Road 13 is based in Oliver, where the summer heat is necessary to ripen the heavier style red varietals. The name, Seventy-Four K, refers to the length of their vineyards if laid end to end.
This wine is bold and rich with a myriad of pepper and herb aromas amongst black and red fruits. On the palate, the tannins are edging their way towards firm with considerable earth, bramble and vanilla flavours. A luxurious finish with lingering dark chocolate and mocha remnants.

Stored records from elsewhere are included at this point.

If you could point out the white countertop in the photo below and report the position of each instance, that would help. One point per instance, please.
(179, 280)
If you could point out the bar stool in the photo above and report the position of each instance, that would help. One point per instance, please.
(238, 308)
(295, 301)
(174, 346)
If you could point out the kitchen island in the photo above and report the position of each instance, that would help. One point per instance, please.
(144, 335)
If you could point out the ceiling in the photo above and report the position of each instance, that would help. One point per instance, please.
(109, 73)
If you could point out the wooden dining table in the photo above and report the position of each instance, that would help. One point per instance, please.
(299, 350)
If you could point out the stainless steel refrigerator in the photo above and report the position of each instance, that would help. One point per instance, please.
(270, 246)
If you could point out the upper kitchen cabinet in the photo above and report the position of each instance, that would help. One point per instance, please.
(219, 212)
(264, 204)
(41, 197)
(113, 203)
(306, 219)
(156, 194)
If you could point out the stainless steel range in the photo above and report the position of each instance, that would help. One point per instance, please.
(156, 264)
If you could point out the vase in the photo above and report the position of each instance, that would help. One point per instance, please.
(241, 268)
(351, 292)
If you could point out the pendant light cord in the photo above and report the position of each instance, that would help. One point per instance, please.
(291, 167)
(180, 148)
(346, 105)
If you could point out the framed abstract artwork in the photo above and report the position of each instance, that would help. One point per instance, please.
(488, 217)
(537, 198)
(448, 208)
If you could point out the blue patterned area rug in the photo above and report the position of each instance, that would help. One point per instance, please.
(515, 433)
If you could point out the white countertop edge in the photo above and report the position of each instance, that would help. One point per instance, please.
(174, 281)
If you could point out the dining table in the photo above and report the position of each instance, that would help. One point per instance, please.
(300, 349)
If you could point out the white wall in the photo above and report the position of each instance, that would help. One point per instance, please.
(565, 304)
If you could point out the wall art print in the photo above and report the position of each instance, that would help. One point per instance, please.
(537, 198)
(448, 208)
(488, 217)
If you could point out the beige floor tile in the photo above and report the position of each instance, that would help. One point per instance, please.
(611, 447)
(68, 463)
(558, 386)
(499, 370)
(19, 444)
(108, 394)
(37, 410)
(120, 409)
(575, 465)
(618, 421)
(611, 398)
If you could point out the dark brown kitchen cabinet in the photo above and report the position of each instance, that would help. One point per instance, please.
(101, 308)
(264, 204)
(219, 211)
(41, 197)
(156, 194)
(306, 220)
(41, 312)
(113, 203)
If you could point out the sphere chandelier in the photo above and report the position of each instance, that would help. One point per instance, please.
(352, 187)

If you don’t know much about it, Barolo is one of those wines that can be a bit intimidating; so welcome to Barolo 101. It’s made from 100% Nebbiolo which is an Italian grape from the Piedmont region in Northern Italy. It’s a dark blue grape and needs a long summer to ripen – it’s often not ready to pick until mid to late October. Barolo’s reputation is that of one of Italy’s greatest wines.
The Fontanafredda Barolo is a surprising pale ruby colour. Even with the strings of garnet running through, I was expecting a saturated, sultry looking wine. But alas – I love a surprise! In contrast to the lighter appearance, the aromas are all intensely earthy. Sweet tobacco, cedar box, burnt coffee and roasted chestnuts on the nose. A sip brought me sour cherry and black currant flavours backed by a savoury mid-palate of rosemary herb, coffee and vanilla.
Barolos are special and should be savoured on a special occasion. If you want to impress, try the Fontanafredda Barolo during an optimistic first date. Or treat your parents to a night out just to say thanks for being awesome.